THIS JUST CAME IN OVER THE E-TRANSOM: An announcement of an upcoming special showing of The Desert of Forbidden Art at Rutger’s Zimmerli Art Museum. Below is the press release. Mark your calendars. It looks terrific. Not your garden variety art film. [Be sure to click on the links to Savitsky’s bio and to the history of the museum that houses the man’s extraordinary—the word fits—collection.]
Mark your calendar for Wednesday, October 13th.
How does art survive in a time of oppression? During Soviet rule, artists who stayed true to their vision were imprisoned or executed.
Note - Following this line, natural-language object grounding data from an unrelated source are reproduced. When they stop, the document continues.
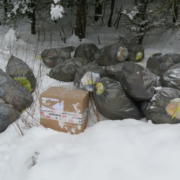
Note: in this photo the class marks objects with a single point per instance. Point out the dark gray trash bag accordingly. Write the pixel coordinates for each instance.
(88, 75)
(171, 77)
(159, 64)
(136, 51)
(7, 115)
(54, 56)
(138, 81)
(12, 92)
(111, 54)
(86, 50)
(164, 107)
(66, 71)
(18, 69)
(114, 71)
(112, 102)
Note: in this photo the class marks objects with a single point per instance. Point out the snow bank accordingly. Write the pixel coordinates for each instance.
(126, 149)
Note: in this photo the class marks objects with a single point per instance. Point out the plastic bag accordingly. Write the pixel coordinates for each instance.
(114, 71)
(112, 102)
(53, 57)
(66, 71)
(86, 50)
(138, 81)
(7, 115)
(12, 92)
(136, 52)
(159, 64)
(164, 107)
(171, 77)
(21, 72)
(88, 75)
(111, 54)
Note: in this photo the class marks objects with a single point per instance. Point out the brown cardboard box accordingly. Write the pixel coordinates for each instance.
(64, 109)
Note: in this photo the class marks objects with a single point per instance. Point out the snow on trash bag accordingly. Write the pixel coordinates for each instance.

Their plight inspired the Russian painter, archeologist, and collector Igor Savitsky, who daringly rescued 40,000 artists’ works and created a museum in Uzbekistan’s desert – far from the watchful eyes of the KGB. The Nukus Museum of Art (officially known as The State Art Museum of the Republic of Karakalpakstan, named after I.V. Savitsky) has been described as “one of the most remarkable collections of 20th-century Russian art.” It is located in one of the world’s poorest regions, yet holds paintings that are worth millions today, including those by Russian avant-garde artists.
The Zimmerli Art Museum offers a screening of the film on the Nukus Museum of Art in conjunction with a visit by Savitsky’s successor and the museum’s current director, Marinika Babanazarova. After the film, the audience will have an opportunity to discuss the film with Ms. Babanazarova.
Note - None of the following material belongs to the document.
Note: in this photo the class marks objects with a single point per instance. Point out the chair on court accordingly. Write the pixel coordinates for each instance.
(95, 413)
Amanda Pope is an Associate Professor at the USC School of Cinematic Arts. Pope received her B.A. from Wellesley College and has a 20-year background in writing, producing, directing and editing documentary, dramatic and advocacy programs. Amanda Pope’s award-winning documentaries include: Jackson Pollock Portrait; Stages: Houseman Directs Lear; and Cities for People, all aired on PBS.
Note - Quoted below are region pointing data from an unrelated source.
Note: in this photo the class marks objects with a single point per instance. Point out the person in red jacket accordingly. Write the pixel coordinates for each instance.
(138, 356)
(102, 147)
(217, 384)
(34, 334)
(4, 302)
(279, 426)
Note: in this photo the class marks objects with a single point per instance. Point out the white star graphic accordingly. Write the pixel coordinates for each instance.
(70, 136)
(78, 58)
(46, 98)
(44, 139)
Tchavdar Georgiev is a graduate of the USC School of Cinematic Arts and holds an undergraduate degree from The School of the Art Institute of Chicago. He has edited a number of award-winning fiction and non-fiction films as well as television programming for National Geographic, HBO, PBS, History Channel, Channel 1 Russia, and MTV Russia.
The Desert of Forbidden Art won the CINE Golden Eagle Award and Best Documentary at the Palm Beach International Film Festival and will be broadcast on PBS Independent Lens in 2011.
Outline of the event:
5:30 – 6:15pm Reception
6:15 – 6:20pm Introduction
6:20 – 7: 40pm Film screening
7:40 – 8:00pm Q&A session
Parking: Free parking is available immediately behind the museum (LOT#16) and in the Kirkpatrick Chapel lot across from the Zimmerli (entrance is located at the corner of George and Somerset Streets – LOT #1). Additional parking can also be found in the parking lot near the corner of Mine Street and College Avenue (entrance is located on College Avenue – LOT #8).
Special arrangements: Bus from NYC and back. Bus leaves at 4:00pm from Penn Station, NY (by the green awning: 31st Street between 7th & 8th Avenues).
Return trip: bus leaves at 8:15pm from Zimmerli Art Museum.